Q: Is ketosis essential when banting? Does it define the LCHF diet?
A: No. If you’re in ketosis, I know you’re eating a low carbohydrate diet but it’s not the defining factor. Most people have ketone values of 0 to 0.1 if they’re eating a high carbohydrate diet. My ketone values are up to about 1 to 2, but if I run a long distance I might get up to 5. Even to stay at 3 most of the time is difficult, but some people manage that. You have to be eating fat all the time and very little or almost no protein. And it’s hard work! For me, there isn’t a substantial difference from 1 to 5. But at 1, I feel the benefits.
Q: How do you tell if you are in ketosis?
A: You need to test your blood using a glucometer, or urine using ketone sticks.
Q: Do you think a high carb intake can cause psychological problems?
A: Yes, I do. But that’s a whole new area. So many people are saying their children are doing much better. That’s one of the best tests because children’s diets are high in carbs and processed food. They are active but become hyperactive on sugar. When you remove it, they’re different people.
Q: Is LCHF safe for pregnant and breastfeeding women?
A: People say things like ‘low carb is dangerous for children’, which is absolute rubbish. Your baby does not need carbohydrates, your baby needs fat and protein. If you’re eating 65% carbohydrate, the probability that your child will get protein and fat malnutrition is very high. It’s simple. You do not need carbohydrates for anything.

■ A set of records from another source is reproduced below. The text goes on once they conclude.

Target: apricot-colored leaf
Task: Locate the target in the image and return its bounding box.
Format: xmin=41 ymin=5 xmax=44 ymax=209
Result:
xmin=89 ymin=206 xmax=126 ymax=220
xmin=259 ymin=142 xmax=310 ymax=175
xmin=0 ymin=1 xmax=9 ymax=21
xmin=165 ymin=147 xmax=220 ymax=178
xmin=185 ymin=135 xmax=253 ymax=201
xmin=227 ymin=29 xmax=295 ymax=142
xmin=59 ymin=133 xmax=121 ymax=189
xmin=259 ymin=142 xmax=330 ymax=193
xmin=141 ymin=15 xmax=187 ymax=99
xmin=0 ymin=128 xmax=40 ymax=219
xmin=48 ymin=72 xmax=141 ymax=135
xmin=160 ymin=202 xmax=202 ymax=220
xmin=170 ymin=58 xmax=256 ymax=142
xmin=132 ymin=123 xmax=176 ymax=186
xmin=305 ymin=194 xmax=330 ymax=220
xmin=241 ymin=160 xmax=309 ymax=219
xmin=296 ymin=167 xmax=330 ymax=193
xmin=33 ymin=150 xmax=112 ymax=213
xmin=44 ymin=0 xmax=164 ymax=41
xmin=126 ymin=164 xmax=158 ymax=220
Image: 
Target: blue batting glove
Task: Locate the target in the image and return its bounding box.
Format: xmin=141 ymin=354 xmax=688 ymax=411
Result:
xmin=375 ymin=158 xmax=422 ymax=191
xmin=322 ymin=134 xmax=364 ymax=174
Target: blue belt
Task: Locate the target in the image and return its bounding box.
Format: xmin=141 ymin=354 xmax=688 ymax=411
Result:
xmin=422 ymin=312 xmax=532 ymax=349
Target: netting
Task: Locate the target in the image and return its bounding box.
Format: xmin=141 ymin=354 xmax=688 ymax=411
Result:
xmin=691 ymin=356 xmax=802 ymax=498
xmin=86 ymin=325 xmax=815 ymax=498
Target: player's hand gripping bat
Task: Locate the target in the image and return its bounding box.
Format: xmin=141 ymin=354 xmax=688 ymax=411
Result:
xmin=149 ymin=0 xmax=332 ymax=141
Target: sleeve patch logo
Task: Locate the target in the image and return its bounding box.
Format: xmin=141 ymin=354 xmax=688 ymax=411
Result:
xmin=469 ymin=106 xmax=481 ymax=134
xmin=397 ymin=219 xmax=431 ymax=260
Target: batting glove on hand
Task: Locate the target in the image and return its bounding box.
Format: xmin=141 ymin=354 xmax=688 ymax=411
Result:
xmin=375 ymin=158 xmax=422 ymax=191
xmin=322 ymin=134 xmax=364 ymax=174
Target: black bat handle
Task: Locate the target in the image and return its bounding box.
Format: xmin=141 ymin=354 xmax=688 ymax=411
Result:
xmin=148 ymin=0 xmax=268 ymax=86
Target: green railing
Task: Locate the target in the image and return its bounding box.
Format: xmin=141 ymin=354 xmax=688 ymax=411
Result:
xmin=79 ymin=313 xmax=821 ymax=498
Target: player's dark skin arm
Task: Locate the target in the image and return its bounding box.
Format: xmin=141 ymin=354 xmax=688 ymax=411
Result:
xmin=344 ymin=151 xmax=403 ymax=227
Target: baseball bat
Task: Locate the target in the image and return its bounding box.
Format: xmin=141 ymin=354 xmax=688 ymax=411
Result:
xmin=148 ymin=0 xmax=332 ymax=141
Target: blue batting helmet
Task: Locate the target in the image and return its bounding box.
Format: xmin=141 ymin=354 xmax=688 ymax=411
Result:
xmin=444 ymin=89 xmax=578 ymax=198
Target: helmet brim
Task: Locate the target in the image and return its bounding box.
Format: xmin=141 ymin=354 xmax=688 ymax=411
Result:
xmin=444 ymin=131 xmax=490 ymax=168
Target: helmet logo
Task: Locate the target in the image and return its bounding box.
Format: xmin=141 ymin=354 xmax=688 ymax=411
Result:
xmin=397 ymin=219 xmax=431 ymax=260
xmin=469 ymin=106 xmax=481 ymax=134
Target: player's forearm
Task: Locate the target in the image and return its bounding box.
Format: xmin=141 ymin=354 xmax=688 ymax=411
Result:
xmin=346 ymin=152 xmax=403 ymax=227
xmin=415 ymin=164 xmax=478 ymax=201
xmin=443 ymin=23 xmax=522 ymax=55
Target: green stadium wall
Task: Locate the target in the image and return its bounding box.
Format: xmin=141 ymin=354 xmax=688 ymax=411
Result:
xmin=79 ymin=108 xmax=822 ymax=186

Q: Do you still cheat sometimes?
A: Never. I never cheat because I just don’t have the desire to. I want to get my glucose as low as possible and if I cheat it just goes to hell. It’s just not worth it. And because I’m diabetic, I have huge motivation not to cheat and that ultimately makes it easier. If I had to try Coke, I would spit it out at the first taste.
I now have no desire for anything sweet. But I had to actively train myself to associate sugary, high-carb foods with a negative response.